On this day in 1834, President Andrew Jackson was censured (or condemned) by the Senate for withholding a paper that he had read to his cabinet regarding his defunding of the Bank of the United States. In the past two years, President Obama has also withheld documents from the Senate, even invoking executive privilege to do so.
With the president also withholding hundreds of thousands of documents from the people, it seems that if the Senate of 1834 were still in power, President Obama would likely be censured just as President Jackson was 179 years ago.
In 1831, President Jackson decided to dismantle the Bank of the United States, claiming that it privileged the rich over the poor, was not subject to the same restraints as private banks (as it could engage in unsafe banking practices), was unfairly funded and backed by taxpayer money, and had too many foreign investors. Thus, when the Senate passed a bill to renew the bank’s charter, Jackson used his presidential veto to prevent the bank’s continued existence.
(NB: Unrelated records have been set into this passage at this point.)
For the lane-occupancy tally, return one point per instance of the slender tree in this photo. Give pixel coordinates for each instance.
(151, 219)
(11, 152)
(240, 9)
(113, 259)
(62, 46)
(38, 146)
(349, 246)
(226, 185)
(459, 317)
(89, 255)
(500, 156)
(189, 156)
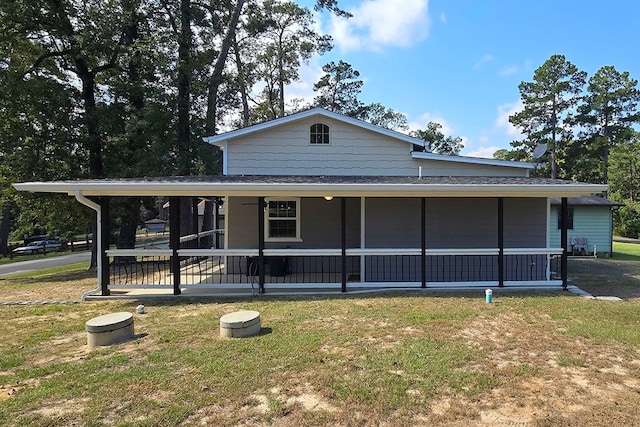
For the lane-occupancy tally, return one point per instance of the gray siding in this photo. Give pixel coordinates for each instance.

Afterward, Jackson held a meeting with his cabinet which generated classified documents regarding the veto.
The Senate soon learned of this meeting and later requested the cabinet’s papers, which Jackson refused to release. In 1834, with anti-administration senators in power, ten weeks of debate led the Senate to vote in favor of censure of the president by a vote of 26-20.
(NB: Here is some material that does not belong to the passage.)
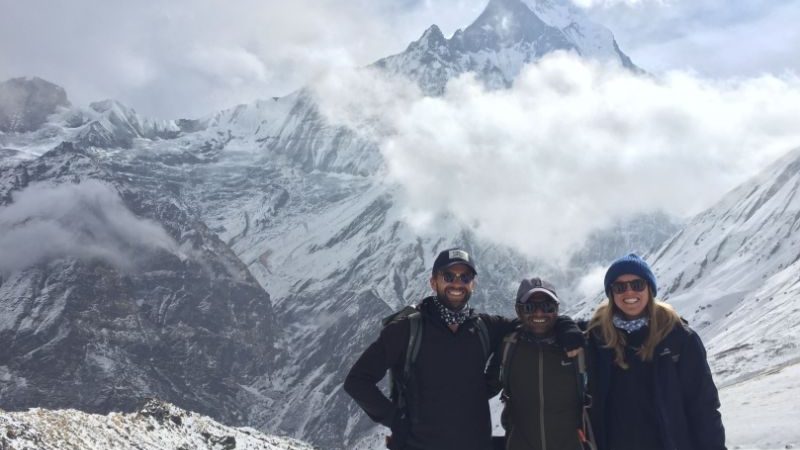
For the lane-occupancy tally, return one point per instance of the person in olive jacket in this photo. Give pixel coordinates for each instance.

Fast-forward 179 years to the day and President Obama is accused of possibly withholding documents (with most of the accusations coming from Republicans) in regard to the 2009-2011 Operation Fast and Furious gunwalking scandal. Operation Fast and Furious allowed known or suspected gun smugglers to purchase weapons in Arizona so that these smugglers could be tracked and eventually shut down. Many of these weapons ended up at murder scenes in both the U.S. and Mexico, and even resulted in the death of a U.S. Border Patrol agent.
The current administration has also been accused of withholding documents requested by the Senate on the 2012 Benghazi attack. Senators are requesting more information regarding the death of four American citizens, including U.S. Ambassador J. Christopher Stevens, who died during an assault on the American embassy in Libya. Senator Rand Paul, who was later joined by four other senators, even went so far as to filibuster the Senate for more information regarding the attack. The president is fortunate that today’s Senate is not as vicious as the Senate of 1834, but his administration still lacks overall transparency.
A record 479,000 document requests made by the people in 2012 were rejected, according to the Associated Press. And while the president may have also responded to a record number of requests (603,000), many of these responses were incomplete as only partial information was given (see image below).
As you can see, even responses to information requests are sometimes incomplete, making transparency a weak point in the current administration.
With President Obama’s denial of Senate requests for documents and the record number of information requests by the people, the president’s record on transparency is a far cry from his promised "most open and transparent [administration] in history." The president should count his lucky stars that he does not live in 1834, or he may very well have been censured by the Senate for withholding documents and lacking transparency.